1 files changed, 406 insertions, 0 deletions
diff --git a/numpy/ma/morestats.py b/numpy/ma/morestats.py
new file mode 100644
index 000000000..e7085c240
--- /dev/null
+++ b/numpy/ma/morestats.py
@@ -0,0 +1,406 @@
+"""
+Generic statistics functions, with support to MA.
+
+:author: Pierre GF Gerard-Marchant
+:contact: pierregm_at_uga_edu
+:date: $Date: 2007-10-29 17:18:13 +0200 (Mon, 29 Oct 2007) $
+:version: $Id: morestats.py 3473 2007-10-29 15:18:13Z jarrod.millman $
+"""
+__author__ = "Pierre GF Gerard-Marchant ($Author: jarrod.millman $)"
+__version__ = '1.0'
+__revision__ = "$Revision: 3473 $"
+__date__     = '$Date: 2007-10-29 17:18:13 +0200 (Mon, 29 Oct 2007) $'
+
+
+import numpy
+from numpy import bool_, float_, int_, ndarray, \
+    sqrt,\
+    arange, empty,\
+    r_
+from numpy import array as narray
+import numpy.core.numeric as numeric
+from numpy.core.numeric import concatenate
+
+import numpy.ma as MA
+from numpy.ma.core import masked, nomask, MaskedArray, masked_array
+from numpy.ma.extras import apply_along_axis, dot
+from numpy.ma.mstats import trim_both, trimmed_stde, mquantiles, mmedian, stde_median
+
+from scipy.stats.distributions import norm, beta, t, binom
+from scipy.stats.morestats import find_repeats
+
+__all__ = ['hdquantiles', 'hdmedian', 'hdquantiles_sd',
+           'trimmed_mean_ci', 'mjci', 'rank_data']
+
+
+#####--------------------------------------------------------------------------
+#---- --- Quantiles ---
+#####--------------------------------------------------------------------------
+def hdquantiles(data, prob=list([.25,.5,.75]), axis=None, var=False,):
+    """Computes quantile estimates with the Harrell-Davis method, where the estimates
+are calculated as a weighted linear combination of order statistics.
+
+*Parameters* :
+    data: {ndarray}
+        Data array.
+    prob: {sequence}
+        Sequence of quantiles to compute.
+    axis : {integer}
+        Axis along which to compute the quantiles. If None, use a flattened array.
+    var : {boolean}
+        Whether to return the variance of the estimate.
+
+*Returns*
+    A (p,) array of quantiles (if ``var`` is False), or a (2,p) array of quantiles
+    and variances (if ``var`` is True), where ``p`` is the number of quantiles.
+
+:Note:
+    The function is restricted to 2D arrays.
+    """
+    def _hd_1D(data,prob,var):
+        "Computes the HD quantiles for a 1D array. Returns nan for invalid data."

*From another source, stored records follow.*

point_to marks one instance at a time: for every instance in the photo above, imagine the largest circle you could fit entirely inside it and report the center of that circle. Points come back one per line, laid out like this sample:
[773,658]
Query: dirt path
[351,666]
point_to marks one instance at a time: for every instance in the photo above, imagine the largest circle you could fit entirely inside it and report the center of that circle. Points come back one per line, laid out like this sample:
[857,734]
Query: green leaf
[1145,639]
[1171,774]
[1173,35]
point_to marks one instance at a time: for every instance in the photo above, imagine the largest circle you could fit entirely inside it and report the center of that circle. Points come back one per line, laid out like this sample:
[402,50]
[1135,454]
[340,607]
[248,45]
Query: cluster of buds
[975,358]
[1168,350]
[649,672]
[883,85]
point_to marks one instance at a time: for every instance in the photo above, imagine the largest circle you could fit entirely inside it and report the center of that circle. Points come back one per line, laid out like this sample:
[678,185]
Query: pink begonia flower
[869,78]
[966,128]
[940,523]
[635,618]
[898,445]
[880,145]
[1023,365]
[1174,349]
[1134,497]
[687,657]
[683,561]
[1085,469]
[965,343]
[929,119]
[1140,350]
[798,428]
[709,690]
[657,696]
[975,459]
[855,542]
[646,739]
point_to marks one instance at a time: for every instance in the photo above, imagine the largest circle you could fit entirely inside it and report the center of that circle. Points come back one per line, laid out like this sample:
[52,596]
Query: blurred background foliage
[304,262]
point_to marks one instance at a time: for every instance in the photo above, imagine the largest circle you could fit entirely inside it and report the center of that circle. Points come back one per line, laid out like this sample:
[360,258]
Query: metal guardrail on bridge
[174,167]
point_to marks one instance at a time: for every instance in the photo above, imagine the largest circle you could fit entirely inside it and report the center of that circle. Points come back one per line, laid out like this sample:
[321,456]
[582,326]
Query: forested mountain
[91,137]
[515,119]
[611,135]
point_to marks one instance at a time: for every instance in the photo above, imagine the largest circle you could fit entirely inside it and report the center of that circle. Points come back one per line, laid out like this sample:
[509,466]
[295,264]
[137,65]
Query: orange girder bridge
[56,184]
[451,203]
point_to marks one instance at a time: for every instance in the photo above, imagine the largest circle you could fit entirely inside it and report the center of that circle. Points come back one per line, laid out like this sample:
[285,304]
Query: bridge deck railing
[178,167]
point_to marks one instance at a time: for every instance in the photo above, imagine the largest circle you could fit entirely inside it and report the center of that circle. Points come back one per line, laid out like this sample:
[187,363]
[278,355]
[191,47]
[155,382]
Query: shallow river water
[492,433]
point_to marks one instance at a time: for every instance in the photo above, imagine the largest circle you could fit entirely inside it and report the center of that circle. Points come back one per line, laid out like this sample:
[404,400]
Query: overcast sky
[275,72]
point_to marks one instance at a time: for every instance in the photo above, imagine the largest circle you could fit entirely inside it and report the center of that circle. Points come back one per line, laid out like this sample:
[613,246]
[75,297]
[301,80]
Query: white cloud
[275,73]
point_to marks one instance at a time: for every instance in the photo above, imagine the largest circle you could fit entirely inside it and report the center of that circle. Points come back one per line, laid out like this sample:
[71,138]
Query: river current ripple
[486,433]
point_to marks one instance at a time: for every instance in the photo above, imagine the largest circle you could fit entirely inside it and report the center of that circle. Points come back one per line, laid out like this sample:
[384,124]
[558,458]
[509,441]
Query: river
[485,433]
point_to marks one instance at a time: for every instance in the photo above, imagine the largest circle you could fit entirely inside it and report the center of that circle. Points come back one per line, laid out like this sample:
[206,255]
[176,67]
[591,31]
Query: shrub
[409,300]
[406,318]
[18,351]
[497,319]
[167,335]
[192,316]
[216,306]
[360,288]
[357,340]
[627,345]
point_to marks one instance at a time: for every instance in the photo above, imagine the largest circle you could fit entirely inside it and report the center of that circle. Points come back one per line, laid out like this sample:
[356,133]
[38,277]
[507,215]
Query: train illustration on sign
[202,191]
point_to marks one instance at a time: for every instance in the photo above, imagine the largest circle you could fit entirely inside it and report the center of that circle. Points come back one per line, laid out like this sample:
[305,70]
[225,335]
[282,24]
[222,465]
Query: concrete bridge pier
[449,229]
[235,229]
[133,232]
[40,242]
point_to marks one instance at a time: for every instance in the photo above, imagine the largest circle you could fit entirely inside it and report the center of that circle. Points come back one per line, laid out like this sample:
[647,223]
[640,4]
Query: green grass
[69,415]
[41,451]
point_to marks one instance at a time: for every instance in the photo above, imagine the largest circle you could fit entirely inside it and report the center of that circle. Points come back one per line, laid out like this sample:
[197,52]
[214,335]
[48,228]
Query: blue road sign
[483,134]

+        xsorted = numpy.squeeze(numpy.sort(data.compressed().view(ndarray)))
+        # Don't use length here, in case we have a numpy scalar
+        n = xsorted.size
+        #.........
+        hd = empty((2,len(prob)), float_)
+        if n < 2:
+            hd.flat = numpy.nan
+            if var:
+                return hd
+            return hd[0]
+        #.........
+        v = arange(n+1) / float(n)
+        betacdf = beta.cdf
+        for (i,p) in enumerate(prob):
+            _w = betacdf(v, (n+1)*p, (n+1)*(1-p))
+            w = _w[1:] - _w[:-1]
+            hd_mean = dot(w, xsorted)
+            hd[0,i] = hd_mean
+            #
+            hd[1,i] = dot(w, (xsorted-hd_mean)**2)
+            #
+        hd[0, prob == 0] = xsorted[0]
+        hd[0, prob == 1] = xsorted[-1]
+        if var:
+            hd[1, prob == 0] = hd[1, prob == 1] = numpy.nan
+            return hd
+        return hd[0]
+    # Initialization & checks ---------
+    data = masked_array(data, copy=False, dtype=float_)
+    p = numpy.array(prob, copy=False, ndmin=1)
+    # Computes quantiles along axis (or globally)
+    if (axis is None) or (data.ndim == 1):
+        result = _hd_1D(data, p, var)
+    else:
+        assert data.ndim <= 2, "Array should be 2D at most !"
+        result = apply_along_axis(_hd_1D, axis, data, p, var)
+    #
+    return masked_array(result, mask=numpy.isnan(result))
+
+#..............................................................................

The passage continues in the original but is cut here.